INTIMACY II
Wine is a drink that affects the mind. Spiritually, we need to produce wine in our lives that comes from maturity. The new wine has nothing to do with being drunk in the Spirit during a meeting. The new wine has to be produced in us that our old wineskins can be renewed. The old wineskin has to do with our mindset. My mindset can only be affected when I have a vineyard, and I am producing that newness and freshness of life in every relationship I have. If we grow stale in our marriages, it will take more than going out to a romantic dinner to restore it or going to a marriage seminar for help. When we do not produce a vineyard, we have no understanding how to produce new wine. When the Spirit of God touches us, it awakens our inner man. How does God affect us? When we preach in a different culture, I cannot bring an Americanized version of the gospel. I have to penetrate the people’s mindset and their culture to impart the newness and freshness of life.
In marriage it is the same. When we are devoid of understanding of what fulfillment in marriage is all about, then we are not complete. My completion in marriage is when I have a freshness of life when I go through the process of being poured from vessel to vessel. We cannot continue to strive with ambition for things that we wanted in our prime of life. We can change on the outside and grow old without having produced the life to inspire and to encourage and to enlarge each other. We have talked to couples that do not know what to do with each other after the children have left the nest. They have been in church all their lives, praying together; reading the Bible together and suddenly they do not know what to say to each other. I know people, who love God and have nothing to show but hurt and wounds with no life, no freshness and wonder what marriage is all about. Ministries are so successful, yet our marriages are shriveling up, because we are devoid of understanding. We have no knowledge or vision why God put us together after the children are gone; after our sex drive is diminished; after we have become so familiar with each other. We begin to look for something outside the relationship to stimulate us and fulfill what marriage was meant to do.

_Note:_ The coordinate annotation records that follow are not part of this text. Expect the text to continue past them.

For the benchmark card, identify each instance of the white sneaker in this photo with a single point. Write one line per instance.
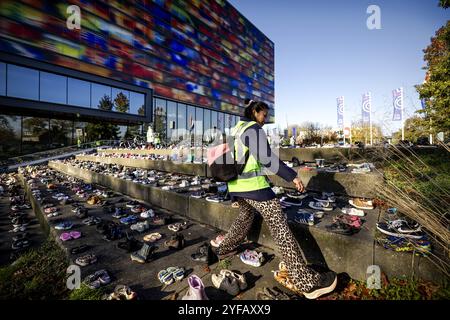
(148, 214)
(325, 206)
(353, 212)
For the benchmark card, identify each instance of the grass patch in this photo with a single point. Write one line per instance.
(86, 293)
(39, 274)
(396, 289)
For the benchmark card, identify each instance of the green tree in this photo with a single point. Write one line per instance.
(121, 103)
(436, 88)
(414, 129)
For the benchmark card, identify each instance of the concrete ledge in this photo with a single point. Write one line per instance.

Some of our marriages exist on the level of constant warfare. Often the relationship just comes to fulfilling our sexual needs. The husband wants to have his sexual fulfillment at night, but during the day he and his wife are fighting all the time. A man cannot be a man of war and make love, without taking off his amour. There is no flow of life in the bedroom because we have not cultivated the right environment throughout the day. That is not God’s plan for us that we walk around with a shield over our hearts, carrying our armor in self-defense. We don’t need to fight the devil. We can fight our husband or wife all day long. That atmosphere comes right into The Church. There is a cycle of unrest in The Church, and people go from church to church hoping to find the rest that they should have at home. We can never substitute The Church or Christ for the lack in our marriage because we have been lazy to develop an understanding for our marriages, hanging on to selfish things that need to die. For me to die to self is not The Church's responsibility. The Church is there to pray, and I should leave the dying to self at home. I die to self when I want to be right, and when I want to be exalted in my battles and fights. We want to fight at home and die to self in church, so we can fight again when we get home. The Church is not the place to die to self because God does not accept the carnal man.